You do not need to choose an entrance or exit only on the sides, but you can also choose "Pacman-style" where the goal is to reach points inside the maze.

"Perfect" refers to the mathematical/logical properties of a maze (i.e. no loops), not the aesthetical aspect. I have not checked though if the mazes in the source here are all perfect.

kazinator•9mo ago
While you can put the entrance and exit wherever you want, if you know that the maze was generated by a recursive branching process which had a starting point somewhere, it probably behooves you to put the start at that point corresponding to the root of the tree, so that the maze wanderer faces the most branching choices.

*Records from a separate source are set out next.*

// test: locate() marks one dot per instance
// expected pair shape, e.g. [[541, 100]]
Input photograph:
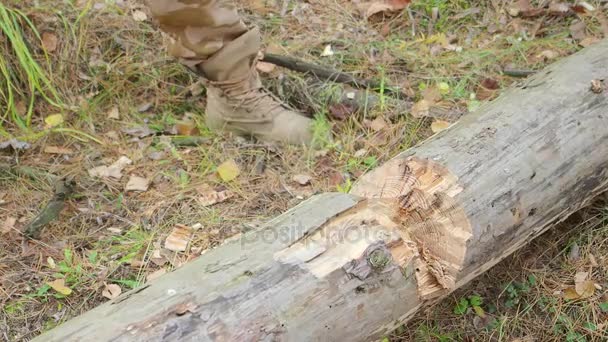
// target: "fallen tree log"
[[350, 267]]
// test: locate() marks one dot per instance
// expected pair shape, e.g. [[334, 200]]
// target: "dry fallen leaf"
[[439, 125], [588, 41], [302, 179], [577, 30], [112, 171], [370, 8], [547, 55], [9, 224], [51, 262], [158, 258], [265, 67], [139, 15], [603, 23], [327, 51], [585, 289], [228, 170], [53, 120], [111, 291], [187, 128], [341, 111], [421, 109], [15, 144], [179, 238], [57, 150], [488, 89], [49, 41], [156, 274], [137, 184], [378, 124], [114, 113], [592, 260], [597, 86], [559, 8], [59, 286]]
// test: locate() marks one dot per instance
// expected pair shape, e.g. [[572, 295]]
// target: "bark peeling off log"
[[408, 207], [353, 267]]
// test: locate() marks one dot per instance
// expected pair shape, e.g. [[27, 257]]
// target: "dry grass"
[[105, 59]]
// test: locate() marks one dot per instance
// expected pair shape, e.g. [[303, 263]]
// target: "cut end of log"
[[408, 220]]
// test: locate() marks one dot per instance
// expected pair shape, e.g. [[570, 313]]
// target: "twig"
[[518, 72], [189, 140], [26, 171], [63, 189], [324, 73]]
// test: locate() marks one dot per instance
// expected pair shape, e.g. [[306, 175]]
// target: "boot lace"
[[241, 94]]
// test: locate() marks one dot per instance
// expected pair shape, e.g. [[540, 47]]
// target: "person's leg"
[[209, 37]]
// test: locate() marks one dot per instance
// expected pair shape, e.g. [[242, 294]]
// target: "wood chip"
[[156, 274], [57, 150], [8, 225], [59, 286], [179, 238], [112, 171], [137, 184], [49, 41], [111, 291], [597, 86], [213, 197], [302, 179], [114, 113]]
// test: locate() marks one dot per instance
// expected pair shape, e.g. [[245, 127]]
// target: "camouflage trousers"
[[198, 28]]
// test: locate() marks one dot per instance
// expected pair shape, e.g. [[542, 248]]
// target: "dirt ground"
[[86, 83]]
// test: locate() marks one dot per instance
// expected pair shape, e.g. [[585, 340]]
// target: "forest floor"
[[105, 91]]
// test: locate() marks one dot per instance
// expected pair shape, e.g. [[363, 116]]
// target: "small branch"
[[518, 72], [26, 171], [63, 189], [324, 73], [189, 140]]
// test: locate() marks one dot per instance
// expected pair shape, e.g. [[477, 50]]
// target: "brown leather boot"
[[237, 102]]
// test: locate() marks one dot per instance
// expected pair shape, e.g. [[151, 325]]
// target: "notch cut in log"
[[352, 267]]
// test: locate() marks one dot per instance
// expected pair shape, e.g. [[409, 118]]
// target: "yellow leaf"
[[570, 294], [49, 41], [479, 311], [53, 120], [51, 262], [228, 170], [585, 289], [421, 109], [59, 286], [444, 88], [139, 16], [179, 238], [439, 125], [111, 291]]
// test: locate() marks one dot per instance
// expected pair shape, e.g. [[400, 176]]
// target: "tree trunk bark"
[[352, 267]]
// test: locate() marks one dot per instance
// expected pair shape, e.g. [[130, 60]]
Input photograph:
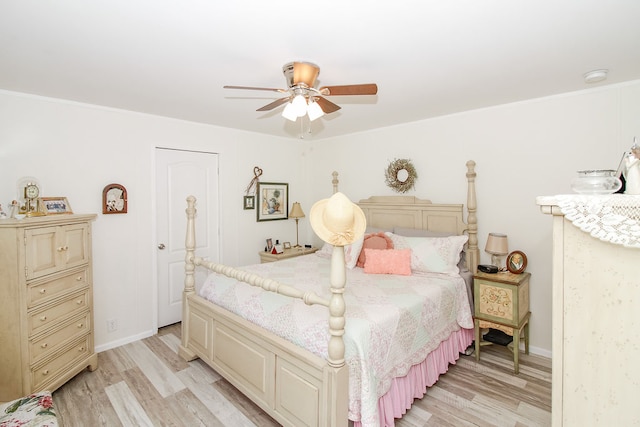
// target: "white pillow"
[[351, 252], [432, 254]]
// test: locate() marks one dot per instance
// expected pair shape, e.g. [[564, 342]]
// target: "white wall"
[[74, 150], [522, 150]]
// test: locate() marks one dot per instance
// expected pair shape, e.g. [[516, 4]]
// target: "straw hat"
[[337, 220]]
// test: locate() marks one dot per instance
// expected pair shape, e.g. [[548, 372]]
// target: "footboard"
[[294, 386]]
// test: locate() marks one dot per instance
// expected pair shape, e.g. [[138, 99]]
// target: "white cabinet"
[[596, 326], [46, 308]]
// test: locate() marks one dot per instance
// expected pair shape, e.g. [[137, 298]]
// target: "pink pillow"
[[388, 261], [374, 241]]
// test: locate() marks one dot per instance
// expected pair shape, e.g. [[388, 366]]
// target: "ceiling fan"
[[302, 98]]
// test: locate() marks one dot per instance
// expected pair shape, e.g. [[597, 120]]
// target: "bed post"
[[473, 253], [189, 278], [336, 372]]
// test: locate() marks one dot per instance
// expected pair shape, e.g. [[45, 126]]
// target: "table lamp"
[[497, 247], [296, 213]]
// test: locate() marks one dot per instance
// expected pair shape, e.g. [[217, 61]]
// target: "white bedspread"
[[393, 322]]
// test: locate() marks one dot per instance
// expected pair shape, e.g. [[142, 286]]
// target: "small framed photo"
[[516, 262], [273, 201], [55, 205], [249, 202], [114, 199]]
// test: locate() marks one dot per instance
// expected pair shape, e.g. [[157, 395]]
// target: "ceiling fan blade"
[[363, 89], [255, 88], [274, 104], [326, 105]]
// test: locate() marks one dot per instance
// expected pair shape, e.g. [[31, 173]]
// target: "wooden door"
[[178, 175]]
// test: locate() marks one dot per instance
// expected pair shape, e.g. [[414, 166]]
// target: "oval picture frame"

Laying out the abstract maze tree into the rectilinear grid of cells obfuscates the tree somewhat, but not entirely. A process that generates from upper left to lower right, for instance, will tend to generate cells whose parent-headed exits going left and up more often than not, making the reverse direction a bit easier.

(Again, it depends on the maze generation process.)

kazinator•9mo ago
Making random mazes in a rectilinear grid is a good exercise for one big reason: mazes are not all the same. Mazes have style can be very knotty and twisty, or have long passages. You can add hacks into a given algorithm to vary the style, but there are certain things it won't necessarily do.